2. Repeat, but change the rate to 0.1, 0.5, 5 and 10, storing the results in vectors called `exp.draws.0.1`, `exp.draws.0.5`, `exp.draws.5` and `exp.draws.10`.
3. The function `plot()` is the generic function in R for the visual display of data. `hist()` is a function that takes in and bins data as a side effect. To use this function, we must first specify what we'd like to plot.
a. Use the `hist()` function to produce a histogram of your standard exponential distribution.
b. Use `plot()` with this vector to display the random values from your standard distribution in order.

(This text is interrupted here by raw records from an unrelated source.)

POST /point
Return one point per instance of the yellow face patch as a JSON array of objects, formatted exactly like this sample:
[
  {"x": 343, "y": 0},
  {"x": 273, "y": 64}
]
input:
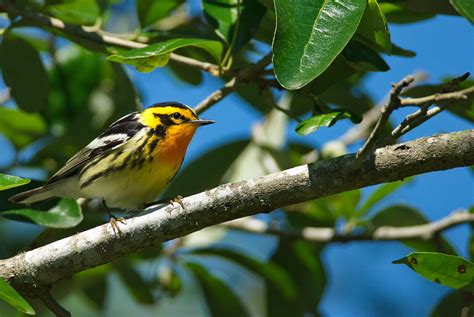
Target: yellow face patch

c. Now, use `plot()` with two arguments -- any two of your other stored random value vectors -- to create a scatterplot of the two vectors against each other.
4. We'd now like to compare the properties of each of our vectors. Begin by creating a vector of the means of each of our five distributions in the order we created them and saving this to a variable name of your choice. Using this and other similar vectors, create the following scatterplots:
a. The five means versus the five rates used to generate the distribution.
b. The standard deviations versus the rates.
c. The means versus the standard deviations.
For each plot, explain in words what's going on.
Part II
-------
5. R's capacity for data and computation is large to what was available 10 years ago.
a. To show this, generate 1.1 million numbers from the standard exponential distribution and store them in a vector called `big.exp.draws.1`. Calculate the mean and standard deviation.
b. Plot a histogram of `big.exp.draws.1`. Does it match the function $1-e^{-x}$? Should it?
c. Find the mean of all of the entries in `big.exp.draws.1` which are strictly greater than 1. You may need to first create a new vector to identify which elements satisfy this.
d. Create a matrix, `big.exp.draws.1.mat`, containing the the values in
`big.exp.draws.1`, with 1100 rows and 1000 columns. Use this matrix as the input to the `hist()` function and save the result to a variable of your choice. What happens to your data?
e. Calculate the mean of the 371st column of `big.exp.draws.1.mat`.
f. Now, find the means of all 1000 columns of `big.exp.draws.1.mat` simultaneously. Plot the histogram of column means. Explain why its shape does not match the histogram in problem 5b).
g. Take the square of each number in `big.exp.draws.1`, and find the mean of this new vector. Explain this in terms of the mean and standard deviation of `big.exp.draws.1`. ***Hint:*** think carefully about the formula R uses to calculate the standard deviation.